Sarah Jarosz Reissues 2013’s Confident ‘Build Me Up From Bones’ On Vinyl (ALBUM REVIEW)

Leave it to Craft Recordings, the label that impeccably has a knack for sensing the right timing for reissues, to deliver a vinyl reissue of Build Me Up From Bonesthe chart-topping third album from 2021 GRAMMY® nominee Sarah Jarosz

Originally released in 2013, Build Me Up From Bones found the then 22-year-old Jarosz displaying a new sense of confidence as a songwriter. Just five years earlier, when the Wimberley, TX, native was still in high school, she signed to the celebrated Americana label Sugar Hill Records. There, the young artist quickly established herself as a musical force with her 2009 debut, Song Up in Her Head, and 2011’s Follow Me Down. But Build Me Up From Bones, recorded amid Jarosz’s final semester at the prestigious New England Conservatory of Music, demonstrated significant artistic growth and maturity. It was the one that firmly established her reputation.

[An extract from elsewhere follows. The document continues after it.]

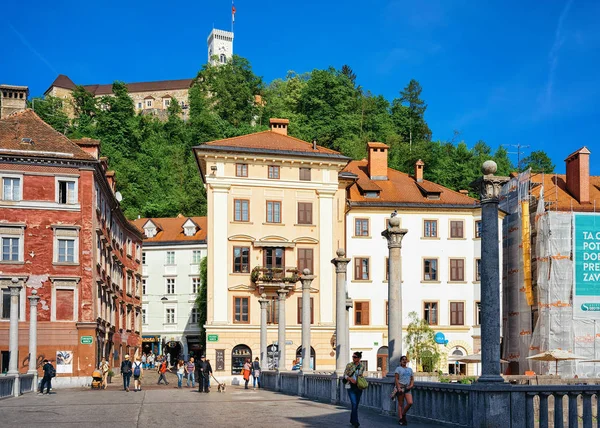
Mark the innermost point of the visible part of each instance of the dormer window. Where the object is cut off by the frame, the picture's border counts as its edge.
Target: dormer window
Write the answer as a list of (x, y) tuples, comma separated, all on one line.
[(190, 228)]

Writing nine of the album’s 11 tracks, Jarosz signaled a major shift in her themes, writing more honestly and vulnerably, thereby connecting with her listeners on a more personal level. In her earlier work she often wrote in third-person narratives. Produced by Jarosz and her longtime collaborator Gary Paczosa (Dolly Parton, Alison Krauss, Nickel Creek), Build Me Up From Bones showcased the artist’s warm and expressive vocals, as well as her impressive work on the mandolin, guitar, and banjo. Jarosz’s longtime bandmates—fiddle player Alex Hargreaves and cellist Nathaniel Smith—joined t, alongside an impressive line-up of all-star guests, including legendary guitarist and producer Jerry Douglas, singer-songwriter Darrell Scott, multi-instrumentalist Dirk Powell, bassist Viktor Krauss, kindred spirit Aife O’Donovan, Chris Thile of Nickel Creek, pedal steel master Dan Dugmore, and more.

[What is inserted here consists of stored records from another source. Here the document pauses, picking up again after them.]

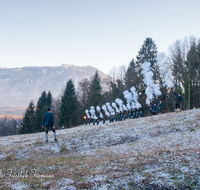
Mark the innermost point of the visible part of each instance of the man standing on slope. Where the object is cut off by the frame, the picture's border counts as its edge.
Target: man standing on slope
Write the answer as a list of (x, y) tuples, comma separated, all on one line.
[(48, 123), (177, 101)]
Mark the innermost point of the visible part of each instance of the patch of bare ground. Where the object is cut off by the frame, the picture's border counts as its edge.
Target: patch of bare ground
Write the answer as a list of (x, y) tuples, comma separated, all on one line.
[(159, 152)]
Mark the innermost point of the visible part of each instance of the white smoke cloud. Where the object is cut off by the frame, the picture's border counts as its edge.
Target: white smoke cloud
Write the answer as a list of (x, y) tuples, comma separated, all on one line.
[(134, 103), (120, 103), (115, 106), (163, 70), (148, 80), (99, 110), (92, 111), (110, 109), (87, 113), (105, 110), (128, 97)]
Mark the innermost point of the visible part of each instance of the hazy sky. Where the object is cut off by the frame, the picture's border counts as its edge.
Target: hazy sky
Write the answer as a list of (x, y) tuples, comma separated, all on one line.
[(100, 33)]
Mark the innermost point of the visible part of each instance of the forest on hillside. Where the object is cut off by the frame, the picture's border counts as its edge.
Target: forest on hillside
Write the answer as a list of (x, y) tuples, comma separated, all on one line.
[(182, 63)]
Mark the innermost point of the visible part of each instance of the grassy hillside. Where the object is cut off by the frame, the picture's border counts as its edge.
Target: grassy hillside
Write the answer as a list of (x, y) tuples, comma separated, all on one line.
[(149, 153)]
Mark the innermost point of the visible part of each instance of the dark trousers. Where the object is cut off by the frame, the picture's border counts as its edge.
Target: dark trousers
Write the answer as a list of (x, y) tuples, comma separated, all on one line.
[(47, 128), (177, 105)]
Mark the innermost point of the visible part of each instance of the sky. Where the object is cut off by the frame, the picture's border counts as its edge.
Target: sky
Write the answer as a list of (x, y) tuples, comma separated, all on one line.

The opener “Over the Edge’ is fueled by Dugmore’s pedal steel and Jedd Hughes’ acoustic guitar while Jarosz plays octave mandolin in a contemporary-sounding rock style while the banjo-driven “Fuel the Fire” reverts to traditional mountain music.  That’s one of the compelling features of the album, the mix of normal structural patterns with unconventional narratives and chord progressions. The emphasis is on mood and texture to be purposely loose as if to let the music flow over you like the gentlest setting of your shower. The ballad “Mile on the Moon” has a slow, walking kind of pace with an uncanny blend of acoustic and electric guitars. The title track leans toward folk with her vocal accompanied by mandolin, two string players, and O’Donovan’s harmony vocal. No one tune has the same instrumental configuration.

“Dark Road” offers glimpses of electric Americana, newgrass, and contemporary folk, and that special blend of Jerry Douglas’ dobro and Darrell Scott’s electric guitar. Yet, arguably the album highlight is its most familiar song, Dylan’s “Simple Twist of Fate,” done famously not just by the writer and many others, perhaps most notably Jerry Garcia. Hers is completely different, with a drastic slowing of the tempo and a sparse accompaniment of only Smith’s plucked cello. Jarosz’s sense of phrasing is especially poetic and unexpected, to the point where we at times feel that it’s an entirely different song in her hands.  “1000 Things” brings in a Celtic motif, augmented by lush harmonies. But there are other highlights too. 

The haunted love song “Gone Too Soon” stands out; her banjo is complemented by a full band that features Douglas and Scott with Kate Rusby’s chilling harmonies adding to the effect. Her genre wandering is on full display in her jazz-like interpretation of Newsom’s “The Book of Right-on,” giving the lyrics a bluesy tinge while playing a syncopated mandolin in conversation with cello and violin in the jam-like, longest instrumental passage on the album. The closer, “Re-Arrange the Art,” is also especially memorable. Jarosz’s traditionally picked banjo is the only prominently heard instrument, as lap steels, acoustic bass, and Wurlitzer weave in and out as the singer’s voice is filtered through vaguely futuristic effects. The lyrics speak of lost love that walks the line between emotional stress, loneliness, and open-mindedness.  Again, O’Donovan’s harmonies add texture.

At this point in her career, Jarosz had long-established her instrumental prowess. She makes that subservient to the skills of the many outstanding players here but more importantly in service to the songs. This is where her songwriting firmly takes hold; consider it a launching pad for a career that remains on a steep trajectory.